The valuation of cost of medical services per unit.
Prices on competitive markets equal opportunity costs, but the healthcare market is not a competitive market.
Opportunity costs are economic net benefit forgone when selecting one option rather than the next best
alternative. The basis of cost estimates in economic evaluations: what are the benefits gained from adopting
intervention B, compared to losing benefits from the displaced intervention A?
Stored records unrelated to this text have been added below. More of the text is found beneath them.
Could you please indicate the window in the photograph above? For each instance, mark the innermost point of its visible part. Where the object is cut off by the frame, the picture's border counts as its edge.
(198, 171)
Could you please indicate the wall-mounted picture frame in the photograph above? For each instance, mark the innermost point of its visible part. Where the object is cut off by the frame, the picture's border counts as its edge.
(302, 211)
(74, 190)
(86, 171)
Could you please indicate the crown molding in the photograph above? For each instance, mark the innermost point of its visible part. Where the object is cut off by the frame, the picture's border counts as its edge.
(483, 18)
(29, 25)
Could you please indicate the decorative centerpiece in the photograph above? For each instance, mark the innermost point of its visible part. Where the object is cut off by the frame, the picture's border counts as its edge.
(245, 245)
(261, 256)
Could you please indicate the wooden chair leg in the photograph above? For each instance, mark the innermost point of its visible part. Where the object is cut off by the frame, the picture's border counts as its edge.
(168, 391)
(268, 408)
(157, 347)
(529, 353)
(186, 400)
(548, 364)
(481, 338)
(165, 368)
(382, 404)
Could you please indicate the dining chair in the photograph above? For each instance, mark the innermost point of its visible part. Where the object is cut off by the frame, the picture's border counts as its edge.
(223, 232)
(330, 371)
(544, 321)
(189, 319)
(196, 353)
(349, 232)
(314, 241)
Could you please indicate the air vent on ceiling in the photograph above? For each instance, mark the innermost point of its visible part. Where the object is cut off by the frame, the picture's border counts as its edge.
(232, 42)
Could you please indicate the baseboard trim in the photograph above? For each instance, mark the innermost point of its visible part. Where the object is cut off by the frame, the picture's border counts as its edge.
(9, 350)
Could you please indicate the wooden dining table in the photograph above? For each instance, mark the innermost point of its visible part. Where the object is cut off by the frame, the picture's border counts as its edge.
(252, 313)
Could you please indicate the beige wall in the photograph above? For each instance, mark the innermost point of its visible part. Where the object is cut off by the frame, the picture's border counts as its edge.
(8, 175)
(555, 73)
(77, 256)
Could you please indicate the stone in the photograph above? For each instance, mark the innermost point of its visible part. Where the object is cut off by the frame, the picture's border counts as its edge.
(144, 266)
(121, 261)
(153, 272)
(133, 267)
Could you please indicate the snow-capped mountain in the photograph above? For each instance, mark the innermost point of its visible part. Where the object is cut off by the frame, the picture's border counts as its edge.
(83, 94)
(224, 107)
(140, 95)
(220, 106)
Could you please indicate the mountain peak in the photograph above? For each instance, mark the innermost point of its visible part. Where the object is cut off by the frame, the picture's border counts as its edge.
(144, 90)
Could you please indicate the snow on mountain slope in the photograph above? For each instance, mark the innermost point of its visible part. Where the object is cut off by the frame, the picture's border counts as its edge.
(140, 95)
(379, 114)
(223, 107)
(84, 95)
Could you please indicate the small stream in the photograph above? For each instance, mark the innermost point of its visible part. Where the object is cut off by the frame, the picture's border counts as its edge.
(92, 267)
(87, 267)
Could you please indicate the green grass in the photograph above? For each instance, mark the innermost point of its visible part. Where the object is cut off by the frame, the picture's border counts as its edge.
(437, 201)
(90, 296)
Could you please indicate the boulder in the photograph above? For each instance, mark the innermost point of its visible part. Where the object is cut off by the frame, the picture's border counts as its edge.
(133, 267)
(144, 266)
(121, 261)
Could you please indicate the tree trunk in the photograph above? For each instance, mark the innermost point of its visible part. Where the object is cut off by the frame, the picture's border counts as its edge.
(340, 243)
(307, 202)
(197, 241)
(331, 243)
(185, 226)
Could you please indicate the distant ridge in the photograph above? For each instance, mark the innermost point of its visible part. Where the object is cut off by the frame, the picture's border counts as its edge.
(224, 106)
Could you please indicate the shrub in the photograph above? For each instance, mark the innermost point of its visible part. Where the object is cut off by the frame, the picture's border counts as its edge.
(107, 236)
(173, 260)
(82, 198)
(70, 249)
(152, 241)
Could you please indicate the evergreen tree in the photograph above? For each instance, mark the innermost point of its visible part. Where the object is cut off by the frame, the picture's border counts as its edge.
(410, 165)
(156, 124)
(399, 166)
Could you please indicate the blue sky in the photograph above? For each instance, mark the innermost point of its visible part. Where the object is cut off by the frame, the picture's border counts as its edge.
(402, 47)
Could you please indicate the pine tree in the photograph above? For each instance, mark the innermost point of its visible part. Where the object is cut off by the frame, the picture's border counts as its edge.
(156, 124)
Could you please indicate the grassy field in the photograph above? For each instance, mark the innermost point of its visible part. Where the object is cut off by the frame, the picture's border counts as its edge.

The healthcare market is not a competitive market because prices are negotiated. There is a negotiation
between hospital, government and insurers, pharmaceutical companies.
Using pricing, charges or tariffs (such as Diagnosis related groups [DRGs]) can be misleading, because:
1. Actual cost structure might be different: tariffs etc. might include mark-ups to cover overhead, profit
or other expenses
2. Cost variation: between providers (e.g., efficiency and other local factors) might not be captured with
uniform tariffs
3. Pricing policies: may influence tariffs based on negotiations and not reflect actual costs
4. Complex direct cost allocation: might not be captured
5. Potential cross-subsidization distortions: might not be reflected
Better alternative to calculating price value is to calculate true resource costs
e.g., physical therapy: Total cost / treatment = (personnel costs (P) + material and building (MB)) / main service
e.g., hospital care: various staff, many departments, material, building, overhead, supportive/administrative
departments
Overhead costs:
- Resources serving different departments and programs
- Are not directly linked to patient services
- Need to be attributed to programs
How to value overhead costs?
- No single right approach exists
- The more important the costs items for the analysis, the greater the effort to estimate this cost should
be
- Need to be attributed to programs
Different allocation methods for overhead costs
1. Direct allocation: overhead costs are directly allocated to final costs centers (by ward’s share)
2. Overhead department are stepwise allocated to other overhead departments and the final cost center
Good and quick alternatives/solutions to price valuation is using prices from manuals, however, keep in mind to
adjust the prices to current values.